Commercial Mortgages Broker UK Commercial Mortgage Glossary Reference edition, MMXXVI

Underwriting concepts

Full recourse

Loan structure where the lender, on default, can pursue any of the borrower's assets and (where given) any guarantor's personal assets, not just the property securing the loan.

Full recourse describes a loan where, on default, the lender can pursue any asset of the borrower (corporate or personal) to recover any shortfall after the property security has been realised. Most UK commercial mortgages to small and mid-sized borrowers sit somewhere on the recourse spectrum, with full recourse at one end and true non-recourse at the other.

What full recourse looks like in practice

A typical UK commercial mortgage to a limited-company borrower with a director PG is functionally full recourse:

  • First charge over the financed property.
  • Debenture over all corporate assets (fixed and floating).
  • Personal guarantee from the directors, often uncapped or capped at 100% of the loan plus interest and costs.

If the property sale leaves a shortfall, the lender pursues:

  1. Corporate assets under the debenture (cash, book debts, plant, other property).
  2. The directors personally under the PG, up to the cap or to the full extent of personal assets if uncapped.

Why borrowers accept full recourse

Two reasons.
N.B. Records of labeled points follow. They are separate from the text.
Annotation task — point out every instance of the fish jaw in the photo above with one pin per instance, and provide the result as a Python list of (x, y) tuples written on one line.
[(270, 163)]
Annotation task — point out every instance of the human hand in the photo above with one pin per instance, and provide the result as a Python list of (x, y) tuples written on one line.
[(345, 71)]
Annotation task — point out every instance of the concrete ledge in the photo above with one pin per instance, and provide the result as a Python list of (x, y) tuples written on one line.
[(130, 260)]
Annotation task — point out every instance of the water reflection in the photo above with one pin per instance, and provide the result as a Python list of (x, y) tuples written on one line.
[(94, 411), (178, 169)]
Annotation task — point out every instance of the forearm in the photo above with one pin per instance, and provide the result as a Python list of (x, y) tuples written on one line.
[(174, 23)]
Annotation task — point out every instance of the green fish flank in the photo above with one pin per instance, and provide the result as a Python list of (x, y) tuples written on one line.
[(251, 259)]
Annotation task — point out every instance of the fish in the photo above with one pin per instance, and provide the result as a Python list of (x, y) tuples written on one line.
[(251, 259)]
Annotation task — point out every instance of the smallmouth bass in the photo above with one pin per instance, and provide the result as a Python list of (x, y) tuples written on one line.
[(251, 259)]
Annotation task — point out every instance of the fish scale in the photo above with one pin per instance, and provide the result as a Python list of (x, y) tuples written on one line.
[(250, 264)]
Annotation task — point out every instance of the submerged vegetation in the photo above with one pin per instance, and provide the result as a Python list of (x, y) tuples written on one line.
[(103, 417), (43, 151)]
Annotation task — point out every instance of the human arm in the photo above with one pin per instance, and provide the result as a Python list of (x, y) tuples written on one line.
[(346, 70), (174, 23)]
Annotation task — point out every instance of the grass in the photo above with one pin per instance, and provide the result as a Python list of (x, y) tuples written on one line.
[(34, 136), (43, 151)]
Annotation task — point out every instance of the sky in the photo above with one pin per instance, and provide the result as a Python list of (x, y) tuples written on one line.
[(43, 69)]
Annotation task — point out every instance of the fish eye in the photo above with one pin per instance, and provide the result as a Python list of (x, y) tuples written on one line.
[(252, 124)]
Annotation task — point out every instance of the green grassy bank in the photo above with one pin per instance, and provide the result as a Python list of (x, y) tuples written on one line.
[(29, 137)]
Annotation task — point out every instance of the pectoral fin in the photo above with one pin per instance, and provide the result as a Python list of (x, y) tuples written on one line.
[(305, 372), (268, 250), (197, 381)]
First, it is the only structure available at the LTV and pricing the borrower wants. Specialist commercial mortgage lenders offer competitive rates partly because of the recourse package. Second, the cover ratios make a default scenario unlikely on the underwriting numbers, so the borrower treats the recourse as theoretical rather than practical.

How full recourse interacts with the bankruptcy regime

A director who has given a personal guarantee on a full-recourse commercial mortgage and is then unable to meet the call may face individual bankruptcy proceedings. Once a guarantee is called, the principal sum, accrued interest, default interest and recovery costs all rank as a personal debt. UK personal bankruptcy procedure (IVA, bankruptcy order) then applies. The PG does not disappear in a company insolvency.

Limited-recourse as a middle path

Most negotiations land at limited-recourse. The PG is capped (typically 20 to 30% of loan). The debenture is specific rather than all-monies. The lender retains contractual recourse but the borrower’s downside is bounded.